Best advice for responding to today’s biggest cyber threats

If you are like me, you follow world events and news such as Okta being breached by a group of teenagers to see if you need to change your defenses. This may not be a time to roll out new technologies or major changes to your network, as this will introduce other types of risk. Instead, consider taking these steps in response to current events.

Block traffic selectively

Blocking traffic from Russia and Belarus may help you limit noise from your log files, and if you run a customer-facing website, from trolls and spam comments, but blocking their location will not slow a dedicated attacker. They will merely hop on another VPN and come in from another location. If you do want to reduce traffic, review your business needs and limit to those countries and locations that you do business with.

Review how you use multi-factor authentication

The Okta breach made some of us rethink how multi-factor authentication (MFA) is implemented. We tend to roll out push-style MFA to make it easy on the users, but often this lures users into approving prompts without thinking about what is happening. Consider the risks of the users and for what they use MFA.

Microsoft is urging folks to move away from prompt-based two-factor authentication to matching an item. Already rolled out to their consumer-based Microsoft account MFA, the company is now using a prompt of a number to match.

Keep communications on threats relevant to users and leadership

Sending too much communication to staff and management about what should or should not be done is just noise. The sky is not falling, and that noise will only encourage people to tune out the important messages. Send communications only when it is relevant to your firm and can be actionable to your end users.

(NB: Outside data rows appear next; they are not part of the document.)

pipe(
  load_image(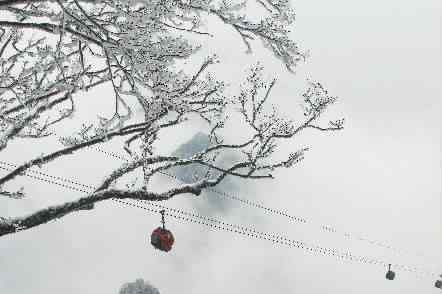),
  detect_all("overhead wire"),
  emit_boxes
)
[0,161,438,278]
[89,147,438,266]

You still need to keep senior leadership informed about what is going on and perhaps what you are seeing in your log files. Use fact sheets on news items and security events, and prepare briefs to show where you have taken action, where you are researching actions to take, and what resources you might need to maintain or complete a goal.

Find appropriate information and technical resources

Find resources regarding how attacks occurred and determine if your firm has the necessary resources to protect itself. For example, recent events in Ukraine used ransomware and disk wiping software to do the most damage. Do you have the resources to restore or redeploy systems? Do you have resources to withstand DoS attacks?

Ensure that someone on your staff watches social media sites for information on attacks and methodologies. Twitter often has insight and information into events. Even if you don’t tweet, you can set up an account watch what others say. Start with a recommended list of tweeters, and then look at who they follow and add them to your list. The SANS Internet Storm Center is also another excellent resource for information about incidents and events.

If you have a Microsoft’s 365 E5 license, you can review threats on the Threat Analytics website. The console provides actionable information regarding the attacks Microsoft is investigating. You can drill down in the console to review recommendations for mitigation and prevention.

Susan Bradley

You will often see recommended Attack Surface Reduction (ASR) rules to block and protect machines. You can often enable ASR rules without any major side effects, but it’s recommended to roll these rules after testing. I highly recommend that you start an analysis of the impact of such rules in your network.

Susan Bradley

To stay up to date on global threats, pay attention to government advisories. In particular, review two documents that were released as a result of potential Russian cyber activity: the White House’s Fact Sheet: Act Now to Protect Against Potential Cyberattacks and the Cybersecurity & Infrastructure Security Agency’s (CISA’s) Shields Up advisories. If you are part of a government network or critical infrastructure, the Information Sharing and Analysis Center (ISAC) for your industry will also have relevant information on recent threats.